Note that Cap'n Proto 0.5 introduced the rule that struct lists must always be encoded using
C = 7 in the [list pointer](#lists). Prior versions of Cap'n Proto allowed struct lists to be
encoded using any element size, so that small structs could be compacted to take less than a word
per element, and many encoders in fact implemented this. Unfortunately, this "optimization" made
canonicalization impossible without knowing the schema, which is a significant obstacle. Therefore,
the rules have been changed in 0.5, but data written by previous versions may not be possible to
canonicalize.
## Security Considerations
A naive implementation of a Cap'n Proto reader may be vulnerable to attacks based on various kinds
of malicious input. Implementations MUST guard against these.
### Pointer Validation
Cap'n Proto readers must validate pointers, e.g. to check that the target object is within the
bounds of its segment. To avoid an upfront scan of the message (which would defeat Cap'n Proto's
O(1) parsing performance), validation should occur lazily when the getter method for a pointer is
called, throwing an exception or returning a default value if the pointer is invalid.
### Amplification attack
A message containing cyclic (or even just overlapping) pointers can cause the reader to go into
an infinite loop while traversing the content.

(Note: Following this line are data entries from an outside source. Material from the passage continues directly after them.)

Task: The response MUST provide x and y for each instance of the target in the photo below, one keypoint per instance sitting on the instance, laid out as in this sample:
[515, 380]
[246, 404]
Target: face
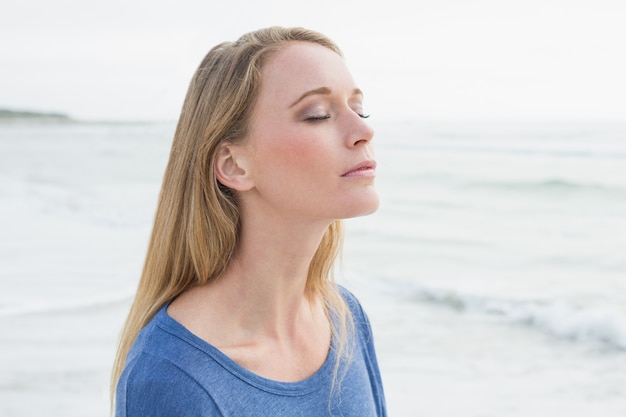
[309, 150]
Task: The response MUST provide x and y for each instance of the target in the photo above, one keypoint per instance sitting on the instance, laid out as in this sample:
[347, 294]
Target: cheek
[295, 154]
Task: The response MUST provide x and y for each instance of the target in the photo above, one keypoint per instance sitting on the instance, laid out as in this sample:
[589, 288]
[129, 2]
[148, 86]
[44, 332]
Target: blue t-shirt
[171, 372]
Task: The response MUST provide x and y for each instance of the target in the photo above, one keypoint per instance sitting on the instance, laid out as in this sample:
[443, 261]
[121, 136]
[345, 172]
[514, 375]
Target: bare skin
[258, 312]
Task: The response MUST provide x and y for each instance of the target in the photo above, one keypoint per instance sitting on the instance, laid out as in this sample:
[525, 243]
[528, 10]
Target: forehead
[303, 66]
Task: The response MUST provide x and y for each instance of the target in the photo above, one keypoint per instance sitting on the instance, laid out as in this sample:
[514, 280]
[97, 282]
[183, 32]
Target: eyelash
[327, 116]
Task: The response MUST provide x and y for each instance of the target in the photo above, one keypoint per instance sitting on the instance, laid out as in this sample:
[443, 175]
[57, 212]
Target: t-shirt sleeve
[365, 342]
[155, 387]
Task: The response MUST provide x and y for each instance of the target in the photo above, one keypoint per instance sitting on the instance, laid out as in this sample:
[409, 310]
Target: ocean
[494, 272]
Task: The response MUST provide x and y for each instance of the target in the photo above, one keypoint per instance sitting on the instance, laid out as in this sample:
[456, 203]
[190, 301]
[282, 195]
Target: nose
[360, 132]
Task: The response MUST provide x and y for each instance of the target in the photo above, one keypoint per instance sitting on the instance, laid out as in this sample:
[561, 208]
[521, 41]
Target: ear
[231, 168]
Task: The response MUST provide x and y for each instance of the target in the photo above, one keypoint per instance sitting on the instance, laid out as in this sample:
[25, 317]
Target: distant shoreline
[7, 115]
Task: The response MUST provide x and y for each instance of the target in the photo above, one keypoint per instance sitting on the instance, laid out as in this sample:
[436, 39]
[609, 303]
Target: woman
[237, 313]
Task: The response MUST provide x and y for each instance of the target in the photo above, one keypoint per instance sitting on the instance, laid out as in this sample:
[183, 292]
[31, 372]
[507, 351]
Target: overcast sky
[432, 60]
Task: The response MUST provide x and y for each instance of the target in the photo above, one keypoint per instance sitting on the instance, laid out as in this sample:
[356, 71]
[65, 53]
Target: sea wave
[601, 324]
[548, 185]
[40, 306]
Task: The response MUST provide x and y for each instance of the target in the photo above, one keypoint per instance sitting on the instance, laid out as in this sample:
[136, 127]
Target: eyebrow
[322, 91]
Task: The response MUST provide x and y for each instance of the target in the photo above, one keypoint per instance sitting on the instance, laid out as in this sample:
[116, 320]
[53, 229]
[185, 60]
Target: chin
[365, 206]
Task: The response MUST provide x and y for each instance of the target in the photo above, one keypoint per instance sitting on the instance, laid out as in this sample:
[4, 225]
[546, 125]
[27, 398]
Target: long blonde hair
[197, 219]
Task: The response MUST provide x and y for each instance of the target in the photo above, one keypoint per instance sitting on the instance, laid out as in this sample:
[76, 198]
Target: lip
[362, 169]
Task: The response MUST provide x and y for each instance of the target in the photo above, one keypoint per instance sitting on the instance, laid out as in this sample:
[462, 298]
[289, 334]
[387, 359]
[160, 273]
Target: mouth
[366, 169]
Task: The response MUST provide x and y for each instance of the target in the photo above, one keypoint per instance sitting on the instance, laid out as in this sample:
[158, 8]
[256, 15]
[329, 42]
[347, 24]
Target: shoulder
[158, 379]
[151, 385]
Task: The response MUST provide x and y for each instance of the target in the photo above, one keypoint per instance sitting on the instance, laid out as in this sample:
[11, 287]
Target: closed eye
[318, 117]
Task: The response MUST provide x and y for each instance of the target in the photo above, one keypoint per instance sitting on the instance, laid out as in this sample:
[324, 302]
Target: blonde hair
[197, 219]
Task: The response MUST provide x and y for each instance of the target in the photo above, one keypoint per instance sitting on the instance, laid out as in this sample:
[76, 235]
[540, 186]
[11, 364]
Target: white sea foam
[55, 305]
[600, 323]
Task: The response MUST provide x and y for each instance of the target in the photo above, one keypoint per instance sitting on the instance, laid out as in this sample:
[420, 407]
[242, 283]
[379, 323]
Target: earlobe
[231, 170]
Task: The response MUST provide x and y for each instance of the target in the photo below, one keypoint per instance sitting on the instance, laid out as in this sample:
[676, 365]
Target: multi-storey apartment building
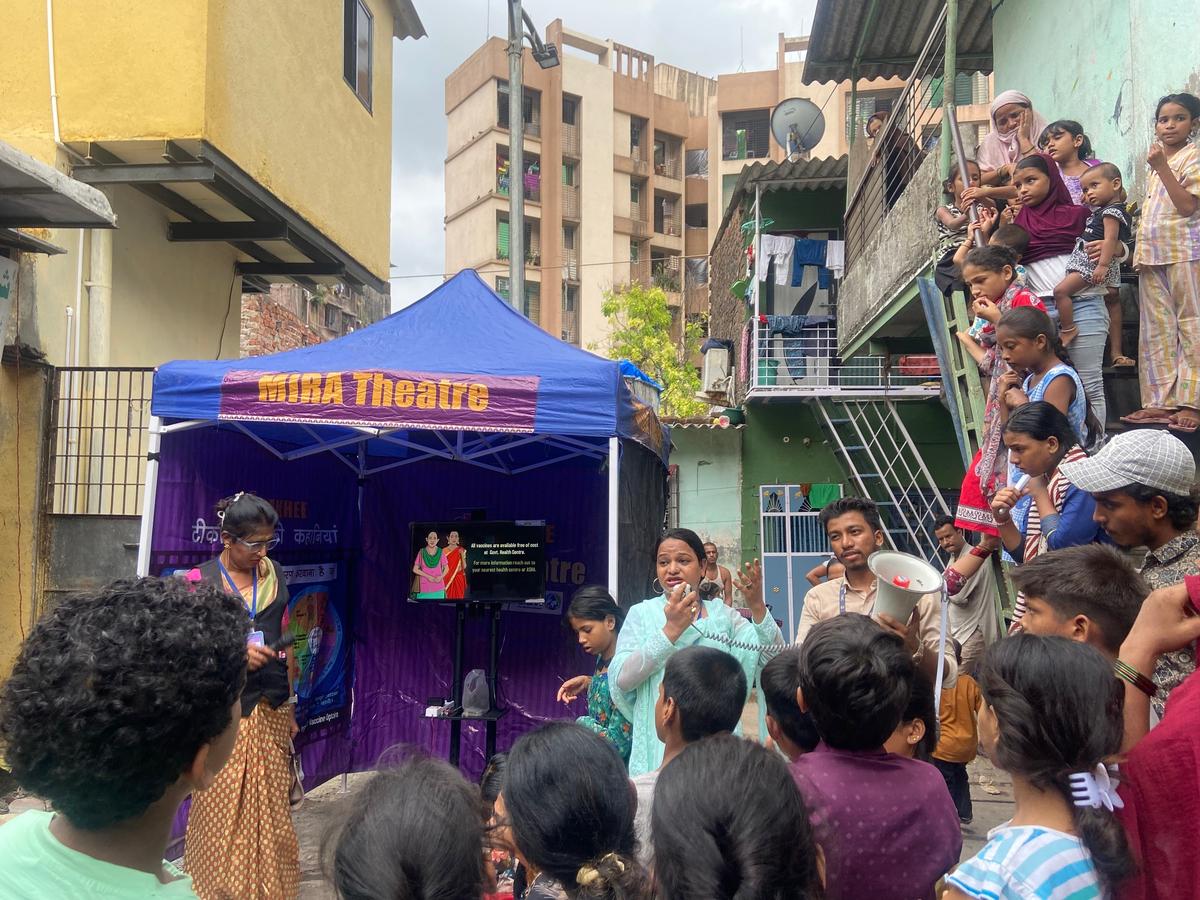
[627, 163]
[603, 178]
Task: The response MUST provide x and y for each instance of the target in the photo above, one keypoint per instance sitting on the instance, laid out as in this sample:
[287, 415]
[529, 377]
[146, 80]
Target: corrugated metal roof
[895, 35]
[407, 22]
[814, 174]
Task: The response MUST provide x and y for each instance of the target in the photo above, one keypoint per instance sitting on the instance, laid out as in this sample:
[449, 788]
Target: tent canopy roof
[459, 360]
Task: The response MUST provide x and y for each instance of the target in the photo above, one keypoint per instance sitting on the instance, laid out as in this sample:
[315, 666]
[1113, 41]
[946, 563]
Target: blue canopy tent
[456, 379]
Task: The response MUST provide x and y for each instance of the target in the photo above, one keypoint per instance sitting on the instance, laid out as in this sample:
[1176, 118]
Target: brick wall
[727, 315]
[270, 327]
[292, 317]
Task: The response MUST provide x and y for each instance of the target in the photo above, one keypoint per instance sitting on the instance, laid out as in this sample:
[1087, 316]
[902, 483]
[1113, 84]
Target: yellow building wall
[131, 70]
[259, 81]
[21, 442]
[169, 300]
[277, 105]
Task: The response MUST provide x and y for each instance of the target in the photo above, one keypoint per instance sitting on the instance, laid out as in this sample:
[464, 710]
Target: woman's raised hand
[257, 655]
[683, 606]
[573, 688]
[1003, 502]
[749, 582]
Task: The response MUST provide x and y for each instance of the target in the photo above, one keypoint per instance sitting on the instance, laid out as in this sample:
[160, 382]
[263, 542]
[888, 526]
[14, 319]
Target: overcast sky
[706, 36]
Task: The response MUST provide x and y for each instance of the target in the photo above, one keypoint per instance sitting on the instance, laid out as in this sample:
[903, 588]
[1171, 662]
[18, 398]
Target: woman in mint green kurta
[659, 627]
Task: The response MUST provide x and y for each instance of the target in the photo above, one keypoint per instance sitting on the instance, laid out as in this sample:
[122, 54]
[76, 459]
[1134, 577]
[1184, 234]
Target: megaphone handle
[941, 652]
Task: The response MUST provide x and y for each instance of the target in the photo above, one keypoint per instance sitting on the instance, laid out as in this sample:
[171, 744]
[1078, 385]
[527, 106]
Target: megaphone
[901, 581]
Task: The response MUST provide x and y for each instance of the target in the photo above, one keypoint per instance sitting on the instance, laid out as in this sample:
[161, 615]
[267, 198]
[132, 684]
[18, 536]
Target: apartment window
[333, 317]
[747, 135]
[357, 48]
[869, 103]
[532, 244]
[571, 315]
[529, 108]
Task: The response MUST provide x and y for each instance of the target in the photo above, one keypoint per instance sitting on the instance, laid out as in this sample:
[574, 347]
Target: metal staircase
[881, 457]
[960, 375]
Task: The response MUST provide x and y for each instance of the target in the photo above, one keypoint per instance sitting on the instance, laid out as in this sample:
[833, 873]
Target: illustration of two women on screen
[441, 571]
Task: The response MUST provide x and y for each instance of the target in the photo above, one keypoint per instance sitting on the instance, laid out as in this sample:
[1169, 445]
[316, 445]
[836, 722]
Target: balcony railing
[640, 271]
[804, 360]
[900, 147]
[570, 202]
[669, 168]
[532, 181]
[665, 274]
[667, 219]
[97, 441]
[571, 141]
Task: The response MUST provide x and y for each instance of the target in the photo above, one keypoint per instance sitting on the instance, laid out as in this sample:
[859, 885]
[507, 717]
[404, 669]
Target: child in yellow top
[959, 742]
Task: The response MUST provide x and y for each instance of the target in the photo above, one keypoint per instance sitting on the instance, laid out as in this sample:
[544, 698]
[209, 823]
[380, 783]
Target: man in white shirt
[855, 532]
[975, 621]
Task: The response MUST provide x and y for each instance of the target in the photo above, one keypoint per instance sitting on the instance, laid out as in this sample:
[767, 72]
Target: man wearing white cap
[1144, 485]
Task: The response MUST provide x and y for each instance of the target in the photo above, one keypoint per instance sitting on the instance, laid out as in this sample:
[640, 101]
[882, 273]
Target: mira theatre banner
[383, 397]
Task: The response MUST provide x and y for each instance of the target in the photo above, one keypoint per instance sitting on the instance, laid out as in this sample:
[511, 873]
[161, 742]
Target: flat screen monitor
[485, 562]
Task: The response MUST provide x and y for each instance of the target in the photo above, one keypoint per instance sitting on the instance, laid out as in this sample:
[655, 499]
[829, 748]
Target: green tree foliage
[640, 324]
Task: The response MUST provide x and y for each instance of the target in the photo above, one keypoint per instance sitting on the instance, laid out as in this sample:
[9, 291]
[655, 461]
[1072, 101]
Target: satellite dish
[798, 126]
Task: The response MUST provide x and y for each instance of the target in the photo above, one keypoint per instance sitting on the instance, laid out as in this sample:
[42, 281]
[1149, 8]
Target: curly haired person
[121, 703]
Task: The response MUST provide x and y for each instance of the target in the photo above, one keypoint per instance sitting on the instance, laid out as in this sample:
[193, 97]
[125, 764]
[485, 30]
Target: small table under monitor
[492, 610]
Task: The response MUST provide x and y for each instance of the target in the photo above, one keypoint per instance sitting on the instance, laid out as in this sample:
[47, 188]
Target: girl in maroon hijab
[1054, 222]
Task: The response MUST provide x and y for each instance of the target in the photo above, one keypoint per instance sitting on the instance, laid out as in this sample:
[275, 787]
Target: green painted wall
[784, 443]
[1122, 57]
[708, 483]
[804, 210]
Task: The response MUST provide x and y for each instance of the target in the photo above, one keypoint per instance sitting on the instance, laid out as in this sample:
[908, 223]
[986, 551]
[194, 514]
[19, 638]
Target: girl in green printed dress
[595, 617]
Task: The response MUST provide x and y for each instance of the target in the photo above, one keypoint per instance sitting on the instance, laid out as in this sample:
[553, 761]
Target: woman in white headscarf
[1015, 127]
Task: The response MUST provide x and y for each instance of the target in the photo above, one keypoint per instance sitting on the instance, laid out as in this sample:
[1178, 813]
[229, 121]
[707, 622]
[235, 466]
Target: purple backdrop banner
[400, 652]
[377, 397]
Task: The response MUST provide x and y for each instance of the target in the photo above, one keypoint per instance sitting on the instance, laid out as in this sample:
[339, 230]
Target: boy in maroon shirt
[887, 825]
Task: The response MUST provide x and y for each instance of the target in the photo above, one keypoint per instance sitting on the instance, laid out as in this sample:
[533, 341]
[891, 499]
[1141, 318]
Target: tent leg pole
[149, 496]
[613, 515]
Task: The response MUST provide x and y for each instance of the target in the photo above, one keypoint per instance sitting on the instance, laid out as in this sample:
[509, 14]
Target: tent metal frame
[484, 453]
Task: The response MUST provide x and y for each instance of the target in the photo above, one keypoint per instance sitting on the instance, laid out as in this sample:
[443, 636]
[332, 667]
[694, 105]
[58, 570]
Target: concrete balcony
[633, 227]
[631, 166]
[571, 202]
[804, 363]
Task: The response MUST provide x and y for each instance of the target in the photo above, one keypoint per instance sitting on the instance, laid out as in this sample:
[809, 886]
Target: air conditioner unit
[715, 373]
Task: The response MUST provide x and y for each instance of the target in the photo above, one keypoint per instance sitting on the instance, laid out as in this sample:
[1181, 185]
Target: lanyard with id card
[256, 636]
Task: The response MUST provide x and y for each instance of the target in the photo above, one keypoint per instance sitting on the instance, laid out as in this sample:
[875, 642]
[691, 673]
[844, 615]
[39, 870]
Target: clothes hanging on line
[810, 252]
[835, 258]
[778, 249]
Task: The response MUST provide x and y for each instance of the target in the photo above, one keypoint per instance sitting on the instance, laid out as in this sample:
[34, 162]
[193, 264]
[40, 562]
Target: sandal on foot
[1149, 415]
[1185, 421]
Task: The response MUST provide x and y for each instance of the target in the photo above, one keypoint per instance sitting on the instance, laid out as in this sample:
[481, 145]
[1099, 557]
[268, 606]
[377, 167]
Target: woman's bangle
[1128, 673]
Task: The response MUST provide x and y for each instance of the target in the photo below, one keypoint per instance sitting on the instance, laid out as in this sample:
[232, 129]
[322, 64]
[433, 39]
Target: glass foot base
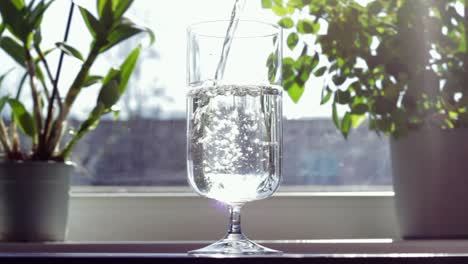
[234, 245]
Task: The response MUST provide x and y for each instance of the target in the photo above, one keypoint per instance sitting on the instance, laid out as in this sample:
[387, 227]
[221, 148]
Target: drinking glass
[234, 122]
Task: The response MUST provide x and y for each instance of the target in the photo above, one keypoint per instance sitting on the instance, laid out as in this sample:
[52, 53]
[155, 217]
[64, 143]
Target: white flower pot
[430, 179]
[34, 201]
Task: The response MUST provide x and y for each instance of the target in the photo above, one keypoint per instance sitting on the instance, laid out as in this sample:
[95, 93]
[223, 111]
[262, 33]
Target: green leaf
[121, 8]
[266, 4]
[106, 13]
[127, 68]
[326, 95]
[94, 27]
[320, 72]
[3, 102]
[295, 91]
[339, 79]
[13, 17]
[91, 79]
[69, 50]
[123, 31]
[346, 124]
[306, 26]
[360, 109]
[342, 97]
[375, 7]
[37, 37]
[34, 18]
[13, 49]
[335, 117]
[2, 77]
[19, 4]
[357, 120]
[286, 22]
[23, 118]
[282, 11]
[292, 41]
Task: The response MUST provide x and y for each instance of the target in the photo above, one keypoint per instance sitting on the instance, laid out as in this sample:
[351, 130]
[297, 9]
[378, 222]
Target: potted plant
[34, 179]
[401, 65]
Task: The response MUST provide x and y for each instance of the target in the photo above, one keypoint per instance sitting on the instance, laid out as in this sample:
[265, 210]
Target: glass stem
[234, 220]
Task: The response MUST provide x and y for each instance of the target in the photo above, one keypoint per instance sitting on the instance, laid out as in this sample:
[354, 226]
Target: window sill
[189, 217]
[320, 251]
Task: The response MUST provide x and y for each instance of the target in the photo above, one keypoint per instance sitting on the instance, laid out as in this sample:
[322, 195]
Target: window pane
[146, 146]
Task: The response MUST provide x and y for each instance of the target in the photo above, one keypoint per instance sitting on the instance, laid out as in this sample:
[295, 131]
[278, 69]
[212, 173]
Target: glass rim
[192, 28]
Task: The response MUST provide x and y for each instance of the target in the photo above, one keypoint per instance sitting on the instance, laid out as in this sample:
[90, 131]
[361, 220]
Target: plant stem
[55, 91]
[49, 74]
[35, 96]
[465, 62]
[4, 137]
[56, 131]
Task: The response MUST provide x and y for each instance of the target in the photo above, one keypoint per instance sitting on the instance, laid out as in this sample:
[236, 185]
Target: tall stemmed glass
[234, 123]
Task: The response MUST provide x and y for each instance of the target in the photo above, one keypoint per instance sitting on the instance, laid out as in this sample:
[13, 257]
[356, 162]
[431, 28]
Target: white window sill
[184, 216]
[318, 247]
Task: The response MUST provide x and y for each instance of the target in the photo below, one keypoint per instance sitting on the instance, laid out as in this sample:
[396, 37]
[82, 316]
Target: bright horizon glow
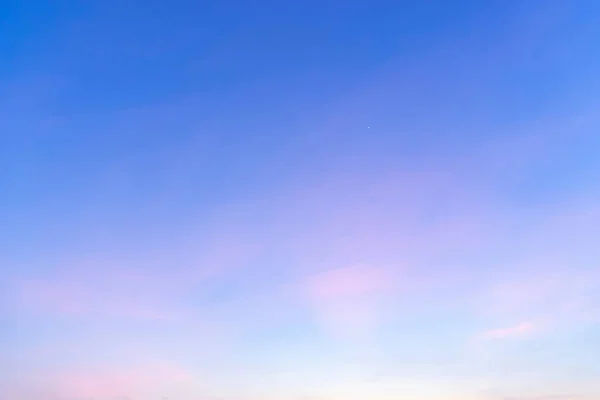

To defend against this, as the application traverses the message, each time a pointer is
dereferenced, a counter should be incremented by the size of the data to which it points. If this
counter goes over some limit, an error should be raised, and/or default values should be returned. We call this limit the "traversal limit" (or, sometimes, the "read limit").
The C++ implementation currently defaults to a limit of 64MiB, but allows the caller to set a
different limit if desired. Another reasonable strategy is to set the limit to some multiple of
the original message size; however, most applications should place limits on overall message sizes
anyway, so it makes sense to have one check cover both.
**List amplification:** A list of `Void` values or zero-size structs can have a very large element count while taking constant space on the wire. If the receiving application expects a list of structs, it will see these zero-sized elements as valid structs set to their default values. If it iterates through the list processing each element, it could spend a large amount of CPU time or other resources despite the message being small. To defend against this, the "traversal limit" should count a list of zero-sized elements as if each element were one word instead. This rule was introduced in the C++ implementation in [commit 1048706](https://github.com/sandstorm-io/capnproto/commit/104870608fde3c698483fdef6b97f093fc15685d).
### Stack overflow DoS attack
A message with deeply-nested objects can cause a stack overflow in typical code which processes
messages recursively.
To defend against this, as the application traverses the message, the pointer depth should be
tracked. If it goes over some limit, an error should be raised. The C++ implementation currently
defaults to a limit of 64 pointers, but allows the caller to set a different limit.